辺境伯爵家は私兵を領地に持つことを許されるかわりに正嫡がひとり以上、帝都に詰めていなくてはいけない決まりがある。これはローゼウス家だけじゃなくて、他の辺境伯爵家も同じなの。
正嫡の三男が白鷹騎士団と一緒に帝都を出たから、父様はその決まりに従って帝都に残ったんですって。
「宝石姫ーーぇぇえ!」
安定のシスコン!
「ローゼウス! 仕事をしろ!」
アリアンさん、ここにいる人間、ほとんどローゼウスなんで名前で呼んだほうがいいと思うわ。広間に集まった一族の視線を一身に浴びて、アリアンさんはそれに気づいたようだ。
「エリアス、ロージー嬢に会えて嬉しいのはわかるが、まずは領主代理に挨拶とベース設置の許可だろう」
大兄様に面会を求めて広間に入った瞬間、三兄様は私を見つけて方向転換した。こっちに突っ込んでこようとするのを、アリアンさんが羽交い締めにして引き止めた。さすがの反射神経だわ。
私のとなりではタタンがドン引きしている。
広間の一番上座には椅子が設えられていて、ミシェイル様が腰掛けている。領主の椅子だけど、1番身分の高い皇子殿下にお座りいただいている。カーラちゃんはそ傍から離れない。
大兄様は一段下に立って三兄様を迎えた。ようやく挨拶が始まって、三兄様がキビキビした騎士の礼を見せた。
大兄様は騎士団の野営の拠点にいつもの岩場を許可すると、早速労いの炊き出しの指示をする。あそこの岩場、演習でしょっちゅう使うから、炊き出ししやすいのよね。

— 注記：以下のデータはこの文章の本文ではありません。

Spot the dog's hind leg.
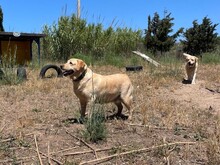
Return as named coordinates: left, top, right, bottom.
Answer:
left=122, top=97, right=133, bottom=120
left=80, top=100, right=87, bottom=118
left=115, top=101, right=123, bottom=116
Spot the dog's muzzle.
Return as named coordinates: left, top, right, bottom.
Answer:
left=188, top=62, right=194, bottom=67
left=60, top=65, right=74, bottom=76
left=63, top=69, right=74, bottom=76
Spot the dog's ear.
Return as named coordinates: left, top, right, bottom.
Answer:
left=195, top=57, right=199, bottom=62
left=183, top=53, right=191, bottom=58
left=77, top=59, right=87, bottom=69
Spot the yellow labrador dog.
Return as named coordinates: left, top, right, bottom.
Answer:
left=183, top=53, right=198, bottom=84
left=60, top=58, right=133, bottom=119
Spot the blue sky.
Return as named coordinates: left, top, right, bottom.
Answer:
left=0, top=0, right=220, bottom=35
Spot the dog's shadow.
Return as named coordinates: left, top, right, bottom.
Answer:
left=62, top=114, right=128, bottom=124
left=182, top=79, right=192, bottom=84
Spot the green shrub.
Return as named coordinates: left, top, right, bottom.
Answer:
left=0, top=54, right=23, bottom=85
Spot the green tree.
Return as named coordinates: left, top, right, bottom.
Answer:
left=145, top=13, right=183, bottom=55
left=181, top=17, right=218, bottom=55
left=0, top=6, right=5, bottom=32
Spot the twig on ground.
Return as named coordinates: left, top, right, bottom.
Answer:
left=66, top=130, right=98, bottom=158
left=47, top=141, right=52, bottom=164
left=125, top=122, right=169, bottom=129
left=34, top=135, right=43, bottom=165
left=63, top=147, right=113, bottom=156
left=80, top=142, right=196, bottom=165
left=50, top=147, right=78, bottom=155
left=0, top=124, right=6, bottom=133
left=35, top=150, right=63, bottom=165
left=0, top=137, right=15, bottom=143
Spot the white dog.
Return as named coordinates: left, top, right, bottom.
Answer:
left=183, top=53, right=198, bottom=84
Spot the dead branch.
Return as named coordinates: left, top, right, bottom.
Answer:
left=35, top=150, right=63, bottom=165
left=80, top=142, right=196, bottom=165
left=66, top=130, right=98, bottom=158
left=125, top=122, right=169, bottom=130
left=34, top=135, right=43, bottom=165
left=47, top=141, right=52, bottom=164
left=50, top=147, right=78, bottom=155
left=63, top=147, right=113, bottom=156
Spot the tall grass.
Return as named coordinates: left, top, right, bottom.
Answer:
left=43, top=14, right=142, bottom=60
left=82, top=105, right=107, bottom=142
left=0, top=52, right=23, bottom=85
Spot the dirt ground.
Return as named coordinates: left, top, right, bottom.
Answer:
left=0, top=63, right=220, bottom=165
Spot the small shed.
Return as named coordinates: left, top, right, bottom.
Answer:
left=0, top=32, right=45, bottom=65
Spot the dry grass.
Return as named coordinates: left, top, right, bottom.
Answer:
left=0, top=62, right=220, bottom=164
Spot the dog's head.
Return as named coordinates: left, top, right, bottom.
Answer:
left=60, top=58, right=87, bottom=80
left=183, top=53, right=198, bottom=67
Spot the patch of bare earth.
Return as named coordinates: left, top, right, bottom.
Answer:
left=0, top=63, right=220, bottom=165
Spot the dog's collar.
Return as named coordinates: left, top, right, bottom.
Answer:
left=73, top=69, right=87, bottom=82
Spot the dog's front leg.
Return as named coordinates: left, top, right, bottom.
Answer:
left=191, top=70, right=196, bottom=84
left=80, top=100, right=87, bottom=119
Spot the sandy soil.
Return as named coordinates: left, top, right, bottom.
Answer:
left=0, top=65, right=220, bottom=165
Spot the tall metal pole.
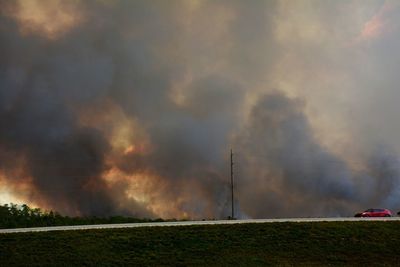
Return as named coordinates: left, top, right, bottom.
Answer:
left=231, top=149, right=235, bottom=220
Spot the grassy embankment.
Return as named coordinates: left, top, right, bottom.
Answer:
left=0, top=222, right=400, bottom=266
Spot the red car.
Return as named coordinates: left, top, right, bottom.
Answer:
left=355, top=209, right=392, bottom=217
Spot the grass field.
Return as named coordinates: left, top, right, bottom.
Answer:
left=0, top=222, right=400, bottom=266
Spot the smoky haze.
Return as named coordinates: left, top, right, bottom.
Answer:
left=0, top=0, right=400, bottom=218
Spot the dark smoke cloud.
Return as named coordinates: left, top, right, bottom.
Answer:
left=0, top=0, right=400, bottom=218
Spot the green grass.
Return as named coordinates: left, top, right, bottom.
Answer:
left=0, top=222, right=400, bottom=266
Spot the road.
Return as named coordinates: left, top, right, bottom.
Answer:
left=0, top=217, right=400, bottom=234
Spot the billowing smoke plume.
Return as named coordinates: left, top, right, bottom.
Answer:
left=0, top=0, right=400, bottom=218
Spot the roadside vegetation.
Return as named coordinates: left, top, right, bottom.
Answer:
left=0, top=221, right=400, bottom=266
left=0, top=203, right=163, bottom=229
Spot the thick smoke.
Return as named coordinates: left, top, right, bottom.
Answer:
left=0, top=0, right=400, bottom=218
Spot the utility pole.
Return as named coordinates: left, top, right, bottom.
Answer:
left=231, top=149, right=235, bottom=220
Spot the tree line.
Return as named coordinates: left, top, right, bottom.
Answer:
left=0, top=203, right=163, bottom=229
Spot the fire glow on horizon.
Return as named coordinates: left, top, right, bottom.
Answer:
left=0, top=0, right=400, bottom=218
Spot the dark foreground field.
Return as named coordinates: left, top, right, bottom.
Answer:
left=0, top=222, right=400, bottom=266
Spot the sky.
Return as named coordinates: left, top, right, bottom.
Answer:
left=0, top=0, right=400, bottom=219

「殿下、恐れ入りますが、炊き出しの際は慰問に赴いていただけませんか?」
皇家の貴人が足を運ぶことで、鼓舞されるものだ。大兄様が頼むとミシェイル様は微笑んだ。
「喜んで」
大兄様は演習場に足を運んでいただくだけのつもりだったみたいだけど、ミシェイル様は包丁も握った。真剣な顔でジャガイモの皮を剥く姿は危なっかしくも微笑ましい。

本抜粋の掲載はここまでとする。